Once you have written a handful of high precision and coverage rules, you can de-noise and export your dataset.
  1. 1.
    Press the button that says Run all in the lower left corner. This will train the label model.
  2. 2.
    Look at the results of combining all the labelling functions for governing law. Try toggling a labelling function on or off and running again. You do this by pressing "Disable"/"Enable" in the function menu.
Disable a function and it will not be included when the rules are combined together

6. Export your Data

Now that you've built a set of labelling functions and de-noised them, it's time to get them out of Programmatic and into a model. There are a variety of export formats but in this tutorial we're going to export to the Humanloop platform.
  1. 1.
    Press the button that says Export in the lower left hand of the app homepage.
  2. 2.
    Click Export to Humanloop. You'll be prompted to log in with your Humanloop account. If you don't have one you can create one here.
  3. 3.
    Back in the Programmatic app you'll be asked to choose how much data to be marked for review and how much to be immediately used as training data. For now set 0% of the data for review. The ground truth data we have will be automatically selected for test data.
  4. 4.
    Press Create project.
This will create a Humanloop project for you and start training a model on your data. Since we have ground-truth data you'll get test statistics as soon as your model trains.

7. Review your Model

Have a look at your model performance in the Humanloop app.

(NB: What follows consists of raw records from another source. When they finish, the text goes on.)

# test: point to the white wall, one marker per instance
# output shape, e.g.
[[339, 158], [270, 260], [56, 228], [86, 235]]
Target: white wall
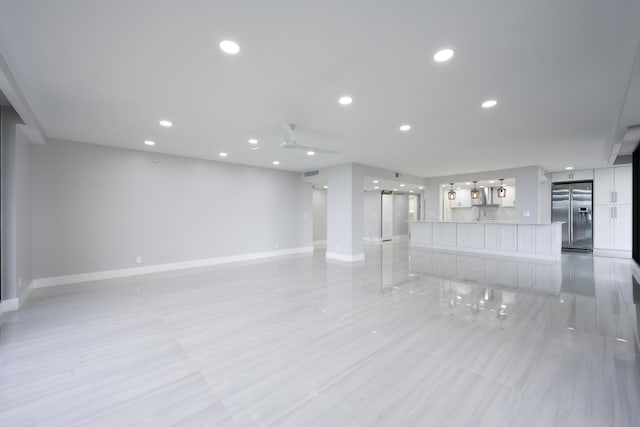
[[319, 215], [96, 208], [16, 206]]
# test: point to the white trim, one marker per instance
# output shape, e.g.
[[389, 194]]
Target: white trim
[[635, 270], [9, 305], [344, 257], [158, 268], [530, 255], [612, 253]]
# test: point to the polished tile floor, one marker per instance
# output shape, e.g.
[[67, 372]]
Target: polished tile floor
[[407, 337]]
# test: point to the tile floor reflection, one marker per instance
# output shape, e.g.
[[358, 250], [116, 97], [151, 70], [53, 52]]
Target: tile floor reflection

You can explore your annotations or add new ones to further improve your model by clicking Label/Train in the top right.
Model Overview on Humanloop

8. Go Home Happy!

If everything has gone to plan then you should now have a good sized labelled dataset for machine learning development. With Programmatic, you will have gotten this in less than an hour compared to weeks or months for manual annotation. You also have a hosted model that is ready to go and can be rapidly improved by adding some ground truth labels.
It's likely that you'll want to keep iterating on and improving your dataset (perhaps using active learning) but for now, take a break and go home happy!